What I personally found most interesting about El Porvenir was its remote location and the fact that most houses in the community are well up on the side of a mountain and its main center is perched high on a ridge. Getting there from the Jubilee House Community in Ciudad Sandino requires a 3 hour drive including nearly an hour on a very rough and narrow dirt road, then an additional 45 minutes or more with everyone packed into a trailer like cattle clinging to the rails as it is towed up a steep rough cobblestone road to the village located 3 km (2 miles) away and 430 meters (1,400 feet) above the valley floor. 

The water supply system for the entire community of about 250 people (44 families) for much of the year is an old rainwater collection system. Of course that only works during the wet season. During the dry season (and I'm told it is very dry from November through May) they have to use some other source. Until about 2 years ago they had to haul water up the hill in a tank on that same trailer we rode in towed by the tractor for those 3 km. This changed about two years ago when a project, apparently inspired by Engineers Without Borders, provided the community with a small pipeline and a pumping system. Now during the dry season a 1-1/4" galvanized steel pipe about 3 km long along with an electric pump and an intermediate storage tank, provides enough flow to keep the large tank filled during the dry season. This is a great benefit to the village, as it frees up both people and machinery to concentrate more on farming activities. What amazed me about this system is that it raises the water nearly 1,400 feet from the valley floor to the community perched high above on a ridge. With all the improvement, though, people still have to limit themselves to about 2 gallons per day per person.

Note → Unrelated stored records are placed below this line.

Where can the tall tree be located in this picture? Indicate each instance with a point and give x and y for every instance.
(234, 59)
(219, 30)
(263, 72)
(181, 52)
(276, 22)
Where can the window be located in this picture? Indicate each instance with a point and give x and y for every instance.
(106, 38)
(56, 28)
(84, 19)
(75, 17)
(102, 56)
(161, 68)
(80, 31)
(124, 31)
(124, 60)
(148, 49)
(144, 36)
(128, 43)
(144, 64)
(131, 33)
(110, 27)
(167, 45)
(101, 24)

The picture below shows two water tanks on the right - apparently both used for drinking water. There is only that one TV antenna. The only electricity for running the one TV, belonging to René, is provided by charging an extra large vehicle battery on the tractor. There is also a small photo-voltaic system that is used for one small light and for charging cell phones:

The village is located approximately equidistant from two active volcanoes, San Cristobal and Telica, both about 7 miles away. From the deck of the main building, Telica is visible to the southeast. San Cristobal to the east, is not visible from El Porvenir as the view is blocked by the ridge top and another old dormant volcano.  Another active volcano, Momotombo was visible on during the drive north. The large number of active volcanoes in Nicaragua seems to be related to what we learned in the National Museum; that Nicaragua is geologically the youngest part of Central America. This Google Earth simulated air photo shows the community looking toward the Telica Volcano.

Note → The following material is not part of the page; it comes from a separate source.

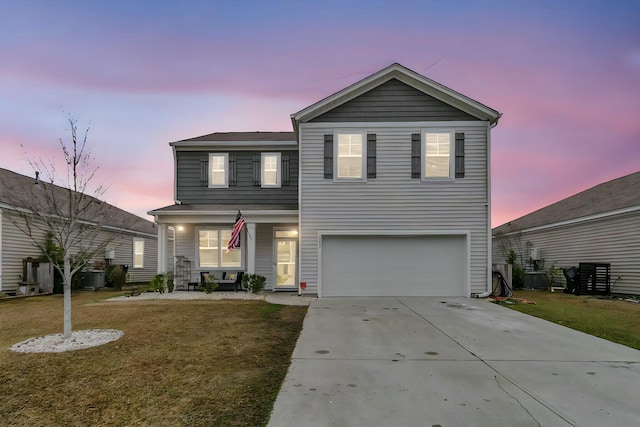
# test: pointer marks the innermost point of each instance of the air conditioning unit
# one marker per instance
(535, 254)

Here's the same actual view of Telica:

In struggling to understand the economics of the village and coffee co-op I asked about its annual income from coffee sales. I'm told that the gross income is about $60,000. Some of this goes to purchasing and maintaining equipment and purchasing supplies. So the amount that actually ends up in the hands of the people is considerably less than that. So perhaps the income represents less than about 50 cents per day per person for the 250 people there. It is true that they grow some (perhaps much) of their own food and it may also be that some have jobs or work occasionally out side the village area, but this provides a rough concept of how little people live on in Nicaragua. I'm told that a common wage for workers is about $2/day.